O terrorismo de Estado não pode ser igualado à luta que se empreendeu contra ele, de resto, quase toda ela, punida sem defesa, na época em que se verificou, coisa que não ocorreu com os responsáveis pela truculência oficial. Isso, aliás, pode ser deduzido pela visível destinação que teve o parágrafo 2º do art. 1º da lei de anistia (6883 de 28 de agosto de 1979): “Excetuam-se dos benefícios da anistia os que foram condenados pela prática de crimes de terrorismo, assalto, seqüestro e atentado pessoal.”
Não é possível comparar, por exemplo, os objetivos que a repressão executada pelo Delegado Fleury buscava, com aqueles que, de tão cruelmente perseguidos e sofridos, levaram Frei Tito a se suicidar, fora da pátria e do povo que defendeu com tanto ardor.

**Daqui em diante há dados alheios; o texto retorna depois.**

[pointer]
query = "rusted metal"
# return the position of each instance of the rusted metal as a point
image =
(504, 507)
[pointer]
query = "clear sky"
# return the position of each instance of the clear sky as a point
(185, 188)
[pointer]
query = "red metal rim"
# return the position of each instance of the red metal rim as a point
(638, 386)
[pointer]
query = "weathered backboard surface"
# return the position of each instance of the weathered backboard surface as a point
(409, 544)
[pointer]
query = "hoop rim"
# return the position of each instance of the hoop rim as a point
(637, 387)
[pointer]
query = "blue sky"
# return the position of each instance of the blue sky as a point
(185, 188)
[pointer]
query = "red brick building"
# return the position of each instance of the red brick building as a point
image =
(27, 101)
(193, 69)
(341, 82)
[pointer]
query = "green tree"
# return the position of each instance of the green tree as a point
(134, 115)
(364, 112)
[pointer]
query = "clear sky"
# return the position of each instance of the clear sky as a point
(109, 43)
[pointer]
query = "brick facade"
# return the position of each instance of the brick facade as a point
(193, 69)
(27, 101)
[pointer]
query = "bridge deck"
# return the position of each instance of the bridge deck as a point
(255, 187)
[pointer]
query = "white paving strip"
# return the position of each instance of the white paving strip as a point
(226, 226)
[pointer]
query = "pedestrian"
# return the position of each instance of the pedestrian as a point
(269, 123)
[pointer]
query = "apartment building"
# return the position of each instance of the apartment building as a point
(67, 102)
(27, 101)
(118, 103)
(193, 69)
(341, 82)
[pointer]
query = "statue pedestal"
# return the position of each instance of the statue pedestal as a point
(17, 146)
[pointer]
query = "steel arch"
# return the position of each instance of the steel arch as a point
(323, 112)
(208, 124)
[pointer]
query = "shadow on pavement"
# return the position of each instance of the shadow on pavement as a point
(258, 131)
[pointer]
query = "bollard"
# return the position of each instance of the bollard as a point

Irrevogável, ao contrário do que apregoa o ex-ministro, não é a lei de anistia. Irrevogáveis são os direitos e garantias individuais referidos na Constituição Federal (arts. 5º, 60, parágrafo 4º. inc. IV), justamente os que mais que sofreram sob a ditadura, muitos dos quais até hoje carentes de reparação.
É mais do que hora, portanto, de se defender essa Comissão da Verdade, para que as vergonhosas violações de direitos humanos, executadas por sucessivas ditaduras brasileiras, algumas registradas em publicações como “Brasil nunca mais” e “Batismo de sangue” (Frei Betto), para lembrar apenas duas das mais conhecidas, não sigam estimulando, escondidas em segredo oficial, a repetição de infidelidades históricas que o Estado brasileiro já praticou contra o seu povo.
(*) Jacques Távora Alfonsin é advogado do MST e procurador do Estado do Rio Grande do Sul aposentado.